For me, however, well-being is more a general state of being than how I feel at any given moment. When we think about our personal happiness, we remember how we felt when we woke up this morning, whether the drive to work was satisfactory, our feelings at work, a fight with the spouse, maybe — all of these elements come together to color our myriad moods. Basically, I believe that as long as we get enough sleep, are well-fed, and have something we feel is useful to do, happiness is just around the corner. It is that extra boost, the time we must fill when we aren’t eating, sleeping, or working where the library fits.

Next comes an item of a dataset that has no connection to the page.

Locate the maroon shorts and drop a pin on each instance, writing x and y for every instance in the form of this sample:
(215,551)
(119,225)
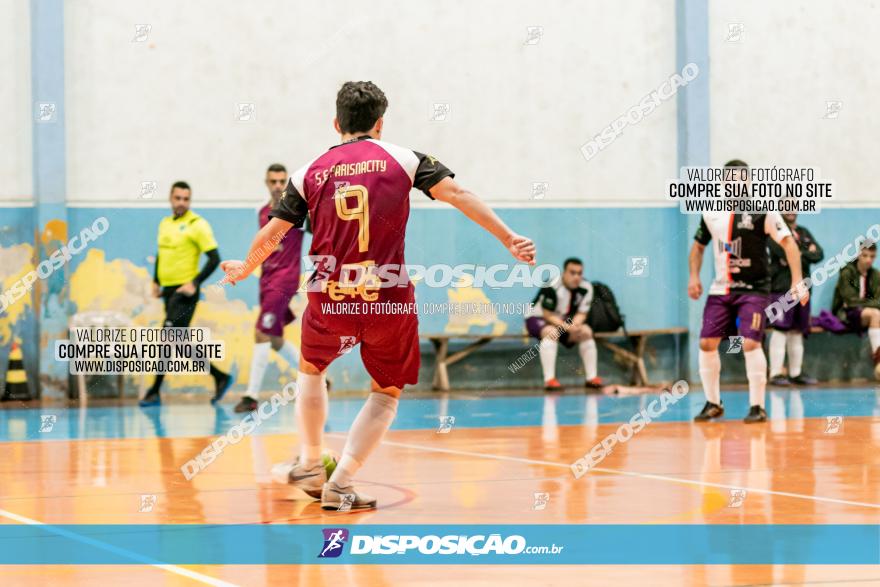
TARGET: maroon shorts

The aspirational rhetoric that has so long defined public libraries as havens of knowledge and self-improvement is not a bad place to point when it comes to how libraries improve quality-of-life. Through this basic level of access to “knowledge” people can make themselves more useful to a society, which is to say, each other. And being useful, or having a sense of purpose, tends to result in happiness.
Going further into how libraries improve quality-of-life, we can look at the prevalence of genre fiction in circulation records. If we simply go by what gets the most check-outs, it is easy to see that many people love filling their time by living vicariously through the heroes in romance novels, detective thrillers, and inspirational fiction (think Richard Paul Evans, or Debbie Macomber).
Finally, the exploration of identity, whether that is through genealogical research, or exploration of place, is a large part of what local public libraries allow. Through subscriptions to genealogical databases, collections of how-to books, and archives or records and ephemera, libraries preserve the heritage that teaches us who we are. It is no other organization in the world but the public library that brings about these contributions to people’s happiness in quite the same unfettered and obvious way.
To hammer these ideas home, let’s look at how other people’s happiness affects our everyday lives. Imagine that 42-year old lawyer, Jeff, is having a bad morning. His clients are late, the case load is high, and nothing else is going right either. Lunch is boring and the afternoon is no better. After work, however, Jeff remembers that earlier he had skimmed an email from his library. A book that he had ordered a few weeks ago had arrived and was waiting for him.
Dropping by his local branch, Jeff finds the book and is about to leave when he hears strains of beautiful music coming from the library’s meeting room. Wandering in, he takes a seat in the back of the room and listens. Now, I implore you to answer me this: How can the harried Jeff remain agitated in the face of what he hears, which is a free concert of relaxing and melancholy dirges delivered by a local string quartet?
As his breathing evens out and the stresses of the day subside, it occurs to Jeff that he hasn’t brought his wife flowers in way too long. So, he thinks, after the concert I’ll get some. It’s going to be a lovely evening at home, and Jeff looks forward to just-before-bed when he can relax with his long-awaited novel. As the quartet concludes, Jeff joins the rest of the audience in giving them a well-deserved standing ovation. Now all those people are going out into the world, their souls light, not raging at evening traffic, or on some pointless political tirade, but happy to have experienced a heartfelt library concert.